How to stop al Qaeda in Syria

By Samuel Burke

In April, former U.S. President Bill Clinton said that the longer violence festers in Syria, the greater the danger is of bad actors stepping in. Now, the Obama administration is concerned with growing reports of al Qaeda, its offshoots and other Jihadists flooding into Syria.

In an interview with Christiane Amanpour Thursday, the U.S. Ambassador-at-Large for Counter Terrorism, Daniel Benjamin, echoed what Bill Clinton said months ago.

“Whenever you have a case of civil strife and instability, as you have in Syria, it makes it extremely attractive to extremists who want to use this opportunity for more chaos and advance their cause,” he said.

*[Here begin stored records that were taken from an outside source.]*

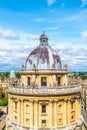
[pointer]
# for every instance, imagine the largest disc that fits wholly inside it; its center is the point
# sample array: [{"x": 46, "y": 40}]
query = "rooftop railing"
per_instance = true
[{"x": 44, "y": 90}]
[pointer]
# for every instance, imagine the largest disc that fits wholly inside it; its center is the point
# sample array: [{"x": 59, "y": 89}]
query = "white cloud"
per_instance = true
[
  {"x": 50, "y": 2},
  {"x": 33, "y": 36},
  {"x": 8, "y": 34},
  {"x": 38, "y": 19},
  {"x": 51, "y": 28},
  {"x": 84, "y": 36},
  {"x": 84, "y": 2},
  {"x": 62, "y": 5}
]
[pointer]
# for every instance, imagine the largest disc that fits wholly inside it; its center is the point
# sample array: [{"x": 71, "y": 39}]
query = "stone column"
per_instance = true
[
  {"x": 22, "y": 112},
  {"x": 31, "y": 114},
  {"x": 36, "y": 114},
  {"x": 68, "y": 114},
  {"x": 55, "y": 113},
  {"x": 50, "y": 114},
  {"x": 64, "y": 111},
  {"x": 76, "y": 109},
  {"x": 19, "y": 112},
  {"x": 10, "y": 110}
]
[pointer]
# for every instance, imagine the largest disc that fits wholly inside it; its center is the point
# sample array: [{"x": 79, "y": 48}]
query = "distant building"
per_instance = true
[{"x": 44, "y": 101}]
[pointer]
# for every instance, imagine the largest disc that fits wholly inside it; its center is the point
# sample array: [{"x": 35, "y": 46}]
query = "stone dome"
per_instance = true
[{"x": 43, "y": 57}]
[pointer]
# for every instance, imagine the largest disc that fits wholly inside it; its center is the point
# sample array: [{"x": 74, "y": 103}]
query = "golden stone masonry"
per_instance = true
[{"x": 44, "y": 101}]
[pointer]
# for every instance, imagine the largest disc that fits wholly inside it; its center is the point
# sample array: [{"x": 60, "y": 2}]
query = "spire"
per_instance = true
[{"x": 43, "y": 39}]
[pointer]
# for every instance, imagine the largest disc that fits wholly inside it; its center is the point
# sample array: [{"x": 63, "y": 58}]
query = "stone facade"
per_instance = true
[{"x": 44, "y": 101}]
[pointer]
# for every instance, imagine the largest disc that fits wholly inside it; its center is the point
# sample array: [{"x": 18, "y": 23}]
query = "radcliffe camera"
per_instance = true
[{"x": 43, "y": 72}]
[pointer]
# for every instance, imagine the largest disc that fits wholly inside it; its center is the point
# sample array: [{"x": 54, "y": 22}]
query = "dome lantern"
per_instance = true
[{"x": 43, "y": 39}]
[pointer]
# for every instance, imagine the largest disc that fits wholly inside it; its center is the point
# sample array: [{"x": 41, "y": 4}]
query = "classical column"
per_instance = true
[
  {"x": 64, "y": 111},
  {"x": 10, "y": 110},
  {"x": 31, "y": 114},
  {"x": 36, "y": 114},
  {"x": 50, "y": 114},
  {"x": 76, "y": 109},
  {"x": 55, "y": 113},
  {"x": 22, "y": 112},
  {"x": 69, "y": 109},
  {"x": 19, "y": 111}
]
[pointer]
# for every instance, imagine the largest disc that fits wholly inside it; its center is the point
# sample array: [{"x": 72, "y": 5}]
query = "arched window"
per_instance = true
[
  {"x": 28, "y": 80},
  {"x": 72, "y": 105},
  {"x": 15, "y": 105},
  {"x": 43, "y": 108},
  {"x": 59, "y": 80},
  {"x": 43, "y": 81}
]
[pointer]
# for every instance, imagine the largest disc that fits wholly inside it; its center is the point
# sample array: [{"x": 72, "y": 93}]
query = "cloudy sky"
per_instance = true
[{"x": 22, "y": 22}]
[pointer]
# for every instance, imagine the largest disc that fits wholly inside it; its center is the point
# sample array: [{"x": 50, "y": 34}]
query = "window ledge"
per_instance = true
[{"x": 44, "y": 114}]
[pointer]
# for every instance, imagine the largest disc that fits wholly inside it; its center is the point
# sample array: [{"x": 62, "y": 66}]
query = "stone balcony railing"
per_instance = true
[
  {"x": 51, "y": 71},
  {"x": 45, "y": 90}
]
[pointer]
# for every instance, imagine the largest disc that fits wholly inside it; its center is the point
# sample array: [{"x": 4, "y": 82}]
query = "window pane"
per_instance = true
[
  {"x": 28, "y": 81},
  {"x": 43, "y": 108},
  {"x": 43, "y": 81}
]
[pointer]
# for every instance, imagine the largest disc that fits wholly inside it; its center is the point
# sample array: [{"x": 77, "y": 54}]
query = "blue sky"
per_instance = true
[{"x": 22, "y": 22}]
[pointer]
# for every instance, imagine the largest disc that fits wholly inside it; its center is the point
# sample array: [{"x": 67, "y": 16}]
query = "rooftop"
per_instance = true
[{"x": 45, "y": 90}]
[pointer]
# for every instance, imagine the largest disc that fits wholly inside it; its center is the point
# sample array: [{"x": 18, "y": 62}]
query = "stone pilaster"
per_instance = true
[
  {"x": 55, "y": 113},
  {"x": 50, "y": 114},
  {"x": 31, "y": 114},
  {"x": 69, "y": 114},
  {"x": 36, "y": 114},
  {"x": 64, "y": 111},
  {"x": 19, "y": 111},
  {"x": 22, "y": 112}
]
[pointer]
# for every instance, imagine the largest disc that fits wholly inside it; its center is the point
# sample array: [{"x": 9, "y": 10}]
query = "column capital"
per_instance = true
[
  {"x": 36, "y": 101},
  {"x": 56, "y": 100},
  {"x": 66, "y": 100},
  {"x": 31, "y": 100}
]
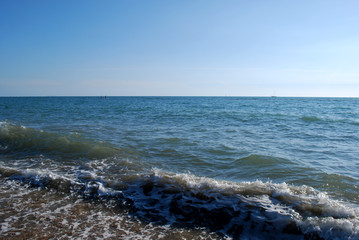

Benjamin told Amanpour that these types of individuals are indeed already in Syria, including al Qaeda fighters.

“The number is relatively small now,” Benjamin said. “I would put the numbers in the dozens to a hundred, a hundred plus. We don’t have that much granularity that we can say with any certainty how many there are.”

Benjamin told Amanpour that the easiest way for the fighters to enter Syria is through Iraq, where the border is quite porous, but added that aggressors are coming from a variety of countries.

The Obama administration is now left to figure how to stop more of these fighters from entering Syria. Benjamin says that the U.S. must keep the Syrian opposition groups up to speed and inform them of the threat. He also said the U.S. must work more broadly with partners around the world to hinder terrorist travel, so foreign fighters headed to Syria find it harder and harder to get there.

Kofi Annan’s resignation as envoy to Syria makes it even less likely that a negotiated, political solution will stop the civil war in Syria. Benjamin did not rule out the possibility of China or Russia coming around and agreeing to U.N. resolution. That would put more pressure on Assad, and as Benjamin put it, maybe then he would realize “the writing on the wall and see there’s no future for him in Syria.”